Share buybacks on the US stock market have dropped to the slowest pace since the early stages of the pandemic as rising interest rates and high stock prices undermine the incentive for companies to buy their own shares.
Companies in the benchmark S&P 500 index spent $175 billion buying back shares in the three months to June 2023, a 20% decline from the same quarter last year and a 19% decline from the first three months of 2023. The slowdown is likely to be the beginning of a longer-term trend that could put downward pressure on stock markets.

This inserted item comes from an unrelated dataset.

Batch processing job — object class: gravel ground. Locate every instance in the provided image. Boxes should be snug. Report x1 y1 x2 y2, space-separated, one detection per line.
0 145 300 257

Corporate buybacks have become an increasingly important part of stock markets in recent years. They can directly prop up share prices by adding to demand and also help improve profitability on an earnings per share basis by reducing the number of shares in circulation.
However, critics of share buybacks accuse company boards of using them to artificially inflate share prices and reward senior executives instead of spending on long-term investment or increasing pay for lower-paid employees.
Companies are now facing a combination of new investment demands and higher borrowing costs, making buybacks less of a priority. Businesses are facing increased pressure to invest in areas such as reshoring supply chains, automation and artificial intelligence and reaching net zero targets.
US stock buybacks have also been subject to a new 1% tax since the start of this year. There are some expectations that this tax could be increased in coming years, which could put further pressure on buybacks, and shift spending back to dividends.